19 May 2016
Theft Economies and Subtractive Ecologies
Would it be possible – and would there be value – in considering parasitic roles and relations as neither inherently destructive nor undesirable, indeed, even as constitutive of functioning social, ecological and economic systems? In The Parasite (1980), Michel Serres proposed and explored a way of thinking relations of transfer – in social, biological and informational contexts – as fundamentally parasitic, that is, taking the subtractive form of a ‘taking without giving’, in contrast to established models based on notions such as exchange and gift-giving. Taking spurs from Serres’ text, this symposium and lecture will explore different ways in which we might rethink and retool parasitism, considering the ways in which its formally subtractive character might be separated from negative ethical, political and social connotations, in order to explore and activate its critical and conceptual potential.

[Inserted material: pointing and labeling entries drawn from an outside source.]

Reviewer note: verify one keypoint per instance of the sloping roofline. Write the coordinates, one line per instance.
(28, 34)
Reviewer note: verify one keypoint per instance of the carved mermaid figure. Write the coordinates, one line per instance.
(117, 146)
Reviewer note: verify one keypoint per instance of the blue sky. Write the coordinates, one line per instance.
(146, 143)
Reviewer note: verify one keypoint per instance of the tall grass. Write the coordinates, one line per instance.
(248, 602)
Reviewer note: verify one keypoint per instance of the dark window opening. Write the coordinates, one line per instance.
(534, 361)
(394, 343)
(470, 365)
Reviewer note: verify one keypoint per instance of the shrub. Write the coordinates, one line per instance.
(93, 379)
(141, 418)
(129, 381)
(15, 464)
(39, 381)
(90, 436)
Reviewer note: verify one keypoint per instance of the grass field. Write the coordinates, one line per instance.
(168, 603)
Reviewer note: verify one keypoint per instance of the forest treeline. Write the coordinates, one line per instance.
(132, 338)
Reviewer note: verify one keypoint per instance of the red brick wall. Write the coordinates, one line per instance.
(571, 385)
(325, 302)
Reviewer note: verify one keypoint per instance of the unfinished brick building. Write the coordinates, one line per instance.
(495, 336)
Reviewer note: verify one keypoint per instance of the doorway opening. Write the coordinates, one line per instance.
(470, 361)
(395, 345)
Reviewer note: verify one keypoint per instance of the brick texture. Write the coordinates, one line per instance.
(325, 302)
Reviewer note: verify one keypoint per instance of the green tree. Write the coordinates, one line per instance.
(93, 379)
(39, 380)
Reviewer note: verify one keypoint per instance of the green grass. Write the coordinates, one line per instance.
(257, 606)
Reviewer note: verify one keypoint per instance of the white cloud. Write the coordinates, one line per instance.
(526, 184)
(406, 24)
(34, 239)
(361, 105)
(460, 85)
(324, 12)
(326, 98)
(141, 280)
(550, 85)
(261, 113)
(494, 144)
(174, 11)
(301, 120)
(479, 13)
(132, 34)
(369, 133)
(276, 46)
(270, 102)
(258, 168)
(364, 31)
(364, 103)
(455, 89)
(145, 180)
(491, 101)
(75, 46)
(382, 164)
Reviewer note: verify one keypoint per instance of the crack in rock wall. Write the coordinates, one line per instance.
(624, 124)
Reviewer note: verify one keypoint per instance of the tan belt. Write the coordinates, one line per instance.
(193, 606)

While recognizing the risks that come with such a rethinking (such as the danger of inadvertently justifying racist, classist or otherwise prejudiced attitudes), the workshop will invite/offer short interventions to open up interdisciplinary discussion of the potential and limitations of a retooled understanding of parasitism.Daisy Tam is an Assistant Professor in the Department of Humanities and Creative Writing at the Hong Kong Baptist University. She received her PhD in Cultural Studies from Goldsmiths, University of London where she began her research on ethical food practices. Her current work on food waste and the city is a theoretical and technological project that explores collaborative food rescue practices and its capacity to contribute towards a more ethical food system. Her recent publications include: (co-authored with James Burton) ‘Towards a Parasitic Ethics’, Theory, Culture and Society, 33.4; ‘The Hidden Market: The Alternative Borough Market’ in Informal Urban Street Markets: International Perspectives, co-ed. by C. Evers and K. Seale (New York: Routledge); ‘Little Manila: The Other Central of Hong Kong’ in Messy Urbanism (University of Hong Kong Press, forthcoming).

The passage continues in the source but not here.